Site: http://www.petiteanglaise.com/




Métro, boulot, dodo


Antonia Quirke


Published 03 April 2008


Petite Anglaise: a True Story
Catherine Sanderson Michael Joseph, 352pp, £12.99


Eighteen months ago Catherine Sanderson, a Yorkshire-born thirtysomething secretary, was living in Paris writing a blog, under the pseudonym Petite Anglaise, that 3,000 people logged on to read every day. She had an affair with a fan and blogged about it. She left her long-term French boyfriend Mr Frog and blogged about it. She was sacked from her job because of the blog (now taking 30,000 hits an hour) and was followed around by journalists and publishers until she wrote this memoir. Which has no blogging in it.

As Petite Anglaise contains only four discrete extracts from Sanderson's original blog, it comes over like a biography written by someone not granted permission to quote from the subject's actual estate - someone who looked at a few photos and spoke to the housekeeper before the incident with the rifle. The book feels bizarrely remote. Mr Frog, for example, is a complete mystery. Even before Catherine's affair, he vomits with anxiety every morning, has never in their decade-long relationship let a tear fall in front of his girl ("Was I about to see him cry for the very first time, I wondered, curious to hear what noise he would make, if he did") and only eats cold meat set out on pieces of paper around him while lying prone on the sofa. On the upside, he once called the pregnant Catherine "mon écrin" - my jewellery case - which makes you rather dig his style.

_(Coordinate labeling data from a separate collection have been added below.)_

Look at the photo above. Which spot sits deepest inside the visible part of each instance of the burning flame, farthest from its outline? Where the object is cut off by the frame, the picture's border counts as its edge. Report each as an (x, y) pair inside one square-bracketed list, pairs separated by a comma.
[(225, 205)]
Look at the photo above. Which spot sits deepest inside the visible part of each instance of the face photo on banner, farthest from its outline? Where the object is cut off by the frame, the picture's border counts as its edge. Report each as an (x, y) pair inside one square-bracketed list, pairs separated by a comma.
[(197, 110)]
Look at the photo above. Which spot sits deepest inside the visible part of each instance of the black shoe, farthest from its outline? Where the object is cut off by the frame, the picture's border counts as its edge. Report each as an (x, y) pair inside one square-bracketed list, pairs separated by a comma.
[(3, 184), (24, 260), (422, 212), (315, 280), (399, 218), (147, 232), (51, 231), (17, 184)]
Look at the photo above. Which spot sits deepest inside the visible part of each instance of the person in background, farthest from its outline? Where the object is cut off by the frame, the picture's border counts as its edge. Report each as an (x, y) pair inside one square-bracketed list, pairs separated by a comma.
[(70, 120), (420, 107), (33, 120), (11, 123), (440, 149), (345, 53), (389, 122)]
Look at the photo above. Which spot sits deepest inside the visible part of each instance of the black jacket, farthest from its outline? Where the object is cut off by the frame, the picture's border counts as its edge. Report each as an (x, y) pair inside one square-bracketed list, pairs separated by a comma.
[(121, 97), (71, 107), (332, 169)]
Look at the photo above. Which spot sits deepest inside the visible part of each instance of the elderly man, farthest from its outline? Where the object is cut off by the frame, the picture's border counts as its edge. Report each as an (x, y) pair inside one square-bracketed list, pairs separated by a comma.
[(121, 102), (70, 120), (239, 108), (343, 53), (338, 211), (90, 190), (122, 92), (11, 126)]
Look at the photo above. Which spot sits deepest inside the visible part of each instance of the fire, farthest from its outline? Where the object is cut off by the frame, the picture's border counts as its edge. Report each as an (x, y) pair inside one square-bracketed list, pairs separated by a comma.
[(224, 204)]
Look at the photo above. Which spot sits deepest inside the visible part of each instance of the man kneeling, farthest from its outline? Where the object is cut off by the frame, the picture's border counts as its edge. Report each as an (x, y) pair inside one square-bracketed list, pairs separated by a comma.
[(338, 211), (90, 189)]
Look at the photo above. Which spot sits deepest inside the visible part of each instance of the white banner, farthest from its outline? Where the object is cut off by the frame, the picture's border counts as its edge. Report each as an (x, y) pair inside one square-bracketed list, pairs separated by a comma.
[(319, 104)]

Sanderson ditches Mr Frog for a fan of her blog, an Englishman called James, who in bed says things like: "I want to build you a house with my bare hands and carry you over the threshold." Out of bed he says, "You've got a lot on your plate," and hurries back to his studio in Normandy. Catherine complains about James's fugwash jeans and lack of affection for her and Mr Frog's infant daughter Tadpole, but any teeming rants are drowned out by the sound of Sanderson climbing into her Romantic Novelist suit and doing the zip up.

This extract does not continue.